How can prices be falling when the Fed seems to be printing money like confetti? In fact, the broad money measure (which includes sophisticated money accounts as well as cash and bank reserves) has flat-lined dangerously, implying outright deflation is in the offing.
Here is one possible explanation: the cash being minted by the Fed is ending up largely back there in the form of bank reserves. So where is the money coming from to fund the stock market boom? Answer: from existing money market funds. However, the latter are counted as part of the broad money supply. The amount of cash in US dollar money market funds has dropped sharply since the beginning of the year as the cash was used to buy equities, funding the stock market surge. Thus broad money drops.
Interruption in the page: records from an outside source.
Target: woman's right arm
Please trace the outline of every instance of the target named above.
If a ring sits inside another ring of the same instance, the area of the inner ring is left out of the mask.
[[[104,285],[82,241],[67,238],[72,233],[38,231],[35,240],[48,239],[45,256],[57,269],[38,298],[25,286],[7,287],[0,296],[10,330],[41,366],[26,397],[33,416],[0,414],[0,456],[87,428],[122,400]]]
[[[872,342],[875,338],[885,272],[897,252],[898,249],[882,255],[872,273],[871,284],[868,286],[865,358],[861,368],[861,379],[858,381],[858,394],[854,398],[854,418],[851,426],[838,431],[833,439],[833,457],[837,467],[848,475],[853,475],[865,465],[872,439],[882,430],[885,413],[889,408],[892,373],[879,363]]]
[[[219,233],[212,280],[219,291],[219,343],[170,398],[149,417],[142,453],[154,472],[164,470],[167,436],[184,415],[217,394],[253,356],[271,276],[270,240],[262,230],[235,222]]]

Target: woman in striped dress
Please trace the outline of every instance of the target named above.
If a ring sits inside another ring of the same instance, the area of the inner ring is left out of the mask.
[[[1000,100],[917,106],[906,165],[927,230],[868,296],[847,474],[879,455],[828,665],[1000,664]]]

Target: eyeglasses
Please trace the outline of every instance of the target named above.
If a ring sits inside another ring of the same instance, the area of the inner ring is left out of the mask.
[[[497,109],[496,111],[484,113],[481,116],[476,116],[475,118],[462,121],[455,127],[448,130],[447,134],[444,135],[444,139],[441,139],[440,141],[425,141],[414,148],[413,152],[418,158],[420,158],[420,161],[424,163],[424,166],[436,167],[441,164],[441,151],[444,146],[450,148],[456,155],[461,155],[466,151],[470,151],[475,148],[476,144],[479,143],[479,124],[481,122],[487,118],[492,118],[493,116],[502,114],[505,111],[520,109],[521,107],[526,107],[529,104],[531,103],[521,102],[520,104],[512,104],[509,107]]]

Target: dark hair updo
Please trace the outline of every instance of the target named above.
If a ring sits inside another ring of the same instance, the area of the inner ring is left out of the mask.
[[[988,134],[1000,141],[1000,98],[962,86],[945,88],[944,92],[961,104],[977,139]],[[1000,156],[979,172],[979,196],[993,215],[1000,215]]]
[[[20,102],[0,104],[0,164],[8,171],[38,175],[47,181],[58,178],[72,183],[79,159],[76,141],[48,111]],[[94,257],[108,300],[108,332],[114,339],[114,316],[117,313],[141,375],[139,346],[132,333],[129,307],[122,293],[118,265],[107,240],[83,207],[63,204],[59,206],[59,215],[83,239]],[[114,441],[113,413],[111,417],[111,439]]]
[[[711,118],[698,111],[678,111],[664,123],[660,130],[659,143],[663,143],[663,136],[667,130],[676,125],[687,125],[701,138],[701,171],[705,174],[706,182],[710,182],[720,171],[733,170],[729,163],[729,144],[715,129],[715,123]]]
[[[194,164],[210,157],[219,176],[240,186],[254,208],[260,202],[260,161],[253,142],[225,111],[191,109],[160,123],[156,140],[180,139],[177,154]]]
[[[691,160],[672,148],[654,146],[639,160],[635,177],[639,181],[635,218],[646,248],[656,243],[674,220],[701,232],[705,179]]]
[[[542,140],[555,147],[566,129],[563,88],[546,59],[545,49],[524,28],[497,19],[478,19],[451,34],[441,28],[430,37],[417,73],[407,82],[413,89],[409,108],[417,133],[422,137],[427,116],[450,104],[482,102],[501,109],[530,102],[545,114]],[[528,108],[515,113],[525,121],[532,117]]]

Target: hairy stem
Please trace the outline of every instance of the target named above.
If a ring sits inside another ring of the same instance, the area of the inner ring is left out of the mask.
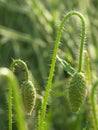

So what? There are two things two worry about here. First, with most of the cash previously in money market funds now gone, the fuel to keep the US stock market surging has gone. Second, unless US banks use their bloated reserves to fund an expansion of lending, there is a potential shortage of liquidity in the American economy.
All of which means that the real problem stacking up for the Obama White House is not its spat with the Republicans but the long-term health of the economy. On the other hand, just when he needs his wits about him, President Obama could find himself distracted by domestic political scandals of his own making.